Investigators seized millions of dollars and arrested up to 45 people including doctors, university professors, medical workers, owners of medical centers, intermediaries and brokers, the Administrative Control Authority, which conducted the investigation alongside the Health Ministry, said.
"Today at dawn, the largest international network for trading human organs has been captured," the authority said in a statement on its website.
"The accused who were arrested exploited the economic situation of some Egyptians and the suffering of some patients and their need for treatment to take large financial sums from them, thus breaking the law," the ministry said.
Authorities said they raided 10 medical centers and laboratories, seizing documents and computers with organ trading information.
The investigation focused on a group of private hospitals and health centers, both licensed and unlicensed, where transplants and organ harvesting allegedly took place.
The facilities were shut down and the doctors suspended, pending the investigation.
Some of the doctors arrested worked in the medical faculties of well-known institutions such as Cairo and Ain Shams universities.

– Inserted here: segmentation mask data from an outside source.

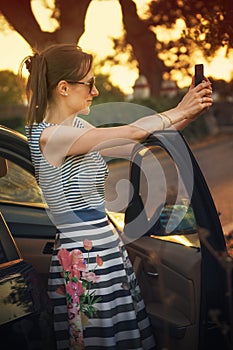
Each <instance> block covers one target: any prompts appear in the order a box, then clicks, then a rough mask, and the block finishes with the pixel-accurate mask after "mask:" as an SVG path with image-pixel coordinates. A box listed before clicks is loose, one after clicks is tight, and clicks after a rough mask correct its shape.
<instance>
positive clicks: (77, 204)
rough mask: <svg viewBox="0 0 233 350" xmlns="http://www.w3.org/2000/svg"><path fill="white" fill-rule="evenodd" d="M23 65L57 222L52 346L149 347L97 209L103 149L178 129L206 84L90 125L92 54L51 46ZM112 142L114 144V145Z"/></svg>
mask: <svg viewBox="0 0 233 350" xmlns="http://www.w3.org/2000/svg"><path fill="white" fill-rule="evenodd" d="M24 62H25V63H26V67H27V69H28V71H29V73H30V75H29V78H28V83H27V94H28V99H29V110H28V119H27V125H26V132H27V136H28V142H29V146H30V150H31V156H32V161H33V163H34V166H35V173H36V179H37V181H38V183H39V185H40V186H41V189H42V191H43V195H44V198H45V201H46V202H47V204H48V207H49V215H50V216H51V218H52V220H53V222H54V223H55V225H56V226H57V229H58V232H59V236H58V238H57V239H56V242H55V248H54V253H53V257H52V262H51V269H50V277H49V294H50V297H51V299H53V301H54V327H55V331H56V337H57V348H58V349H68V348H69V349H84V348H85V349H95V350H98V349H99V350H100V349H101V350H103V349H115V350H116V349H134V350H135V349H155V348H156V345H155V341H154V338H153V336H152V333H151V329H150V323H149V320H148V317H147V315H146V312H145V308H144V304H143V301H142V299H141V296H140V291H139V289H138V286H137V283H136V279H135V275H134V273H133V271H132V266H131V264H130V262H129V259H128V256H127V253H126V250H125V248H124V246H123V245H122V242H121V241H120V239H119V237H118V235H117V233H116V232H114V230H113V228H112V226H111V225H110V224H109V222H108V220H107V217H106V214H105V202H104V181H105V178H106V176H107V172H108V170H107V166H106V164H105V162H104V160H103V158H102V156H101V155H100V152H103V153H105V154H108V152H114V149H117V150H119V148H121V149H122V150H124V151H125V152H126V149H127V147H128V146H127V145H131V144H133V143H135V142H141V141H143V140H145V139H146V138H147V137H148V135H149V134H150V133H151V132H153V131H156V130H162V129H165V128H168V127H170V126H171V125H174V126H175V127H177V128H182V127H184V126H185V125H187V124H188V123H190V122H191V121H192V120H193V119H195V118H196V117H197V116H198V115H199V114H200V113H201V112H202V111H204V110H205V109H206V108H208V107H210V106H211V104H212V90H211V86H210V83H209V81H207V80H206V81H203V82H202V83H201V84H200V85H199V86H197V87H194V85H193V84H192V85H191V87H190V89H189V91H188V93H187V94H186V95H185V97H184V98H183V100H182V101H181V102H180V103H179V104H178V106H177V107H176V108H173V109H170V110H168V111H166V112H165V113H162V114H155V115H151V116H147V117H143V118H141V119H139V120H137V121H136V122H134V123H132V124H130V125H124V126H118V127H109V128H95V127H93V126H91V124H89V123H87V122H86V121H84V120H82V119H80V118H78V117H77V114H78V113H82V114H88V113H89V108H90V106H91V104H92V100H93V98H94V97H96V96H98V90H97V88H96V86H95V80H94V72H93V66H92V64H93V62H92V56H91V55H89V54H87V53H85V52H83V51H82V50H81V49H80V48H79V47H76V46H75V45H54V46H51V47H49V48H47V49H46V50H44V51H43V52H41V53H40V54H35V55H33V56H30V57H27V58H26V59H25V60H24ZM116 146H122V147H116Z"/></svg>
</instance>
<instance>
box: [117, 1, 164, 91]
mask: <svg viewBox="0 0 233 350" xmlns="http://www.w3.org/2000/svg"><path fill="white" fill-rule="evenodd" d="M119 3H120V5H121V10H122V16H123V24H124V28H125V31H126V41H127V42H128V43H129V44H130V45H131V46H132V48H133V53H134V55H135V58H136V60H137V61H138V69H139V72H140V74H141V75H144V76H145V77H146V78H147V81H148V83H149V85H150V88H151V95H152V96H154V97H158V96H159V94H160V89H161V83H162V74H163V71H164V68H165V66H164V64H163V62H162V61H161V60H160V59H159V58H158V56H157V53H156V47H155V45H156V35H155V34H154V33H153V32H152V31H151V30H150V29H149V28H148V26H147V24H146V23H145V22H144V21H143V20H142V19H140V18H139V16H138V14H137V8H136V4H135V3H134V2H133V1H132V0H119Z"/></svg>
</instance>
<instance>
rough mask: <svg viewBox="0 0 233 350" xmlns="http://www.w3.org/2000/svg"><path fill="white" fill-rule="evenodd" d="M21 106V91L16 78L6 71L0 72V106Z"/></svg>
mask: <svg viewBox="0 0 233 350" xmlns="http://www.w3.org/2000/svg"><path fill="white" fill-rule="evenodd" d="M22 104H23V89H22V87H21V86H20V84H19V83H18V79H17V76H16V75H15V74H14V73H13V72H11V71H8V70H5V71H0V106H1V108H2V107H5V106H12V105H22Z"/></svg>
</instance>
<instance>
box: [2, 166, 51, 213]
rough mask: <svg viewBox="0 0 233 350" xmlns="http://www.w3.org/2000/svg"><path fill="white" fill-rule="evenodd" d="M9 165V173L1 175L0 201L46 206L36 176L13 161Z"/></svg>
mask: <svg viewBox="0 0 233 350" xmlns="http://www.w3.org/2000/svg"><path fill="white" fill-rule="evenodd" d="M7 165H8V169H7V174H6V175H4V176H2V177H0V201H1V202H3V201H4V202H14V203H17V204H24V205H37V206H40V207H41V206H42V207H45V204H44V202H43V199H42V197H41V190H40V188H39V186H38V184H37V182H36V179H35V178H34V176H33V175H32V174H30V173H29V172H28V171H26V170H25V169H23V168H22V167H20V166H19V165H17V164H15V163H13V162H11V161H7Z"/></svg>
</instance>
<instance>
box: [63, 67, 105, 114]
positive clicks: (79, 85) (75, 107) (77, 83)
mask: <svg viewBox="0 0 233 350" xmlns="http://www.w3.org/2000/svg"><path fill="white" fill-rule="evenodd" d="M85 83H87V84H85ZM67 93H68V96H67V97H68V98H67V104H68V107H69V108H70V109H71V111H73V112H72V113H71V114H73V113H80V114H85V115H86V114H89V111H90V106H91V104H92V100H93V98H94V97H96V96H98V95H99V91H98V90H97V88H96V87H95V85H94V72H93V70H92V69H91V70H90V71H89V73H88V74H87V75H86V76H85V77H84V78H83V79H82V80H79V81H78V82H77V83H69V82H68V91H67Z"/></svg>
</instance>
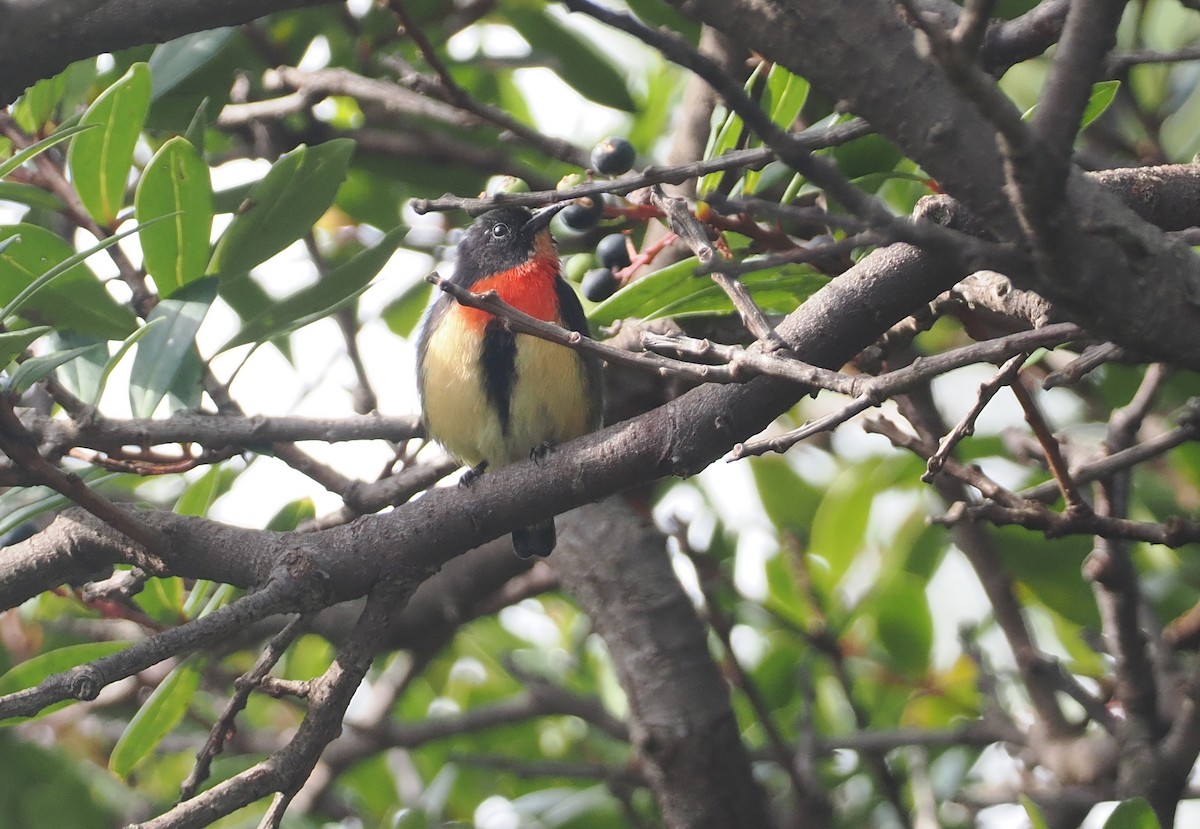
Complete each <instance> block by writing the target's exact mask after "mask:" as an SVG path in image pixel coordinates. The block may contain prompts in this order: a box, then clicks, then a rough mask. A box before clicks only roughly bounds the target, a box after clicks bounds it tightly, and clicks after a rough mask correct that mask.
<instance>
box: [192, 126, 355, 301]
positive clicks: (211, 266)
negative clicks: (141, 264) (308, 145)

The ministry did not specify the scale of the operation or the amount of money seized.
Egypt passed a law in 2010 forbidding the purchase of human organs, and transplants between Egyptians and foreigners, except between marital partners.
The World Health Organization said at the time Egypt was one of the top five countries for illegal organ trading.
Hundreds of poor Egyptians sell their organs each year to pay for food and debts, according to the United Nations.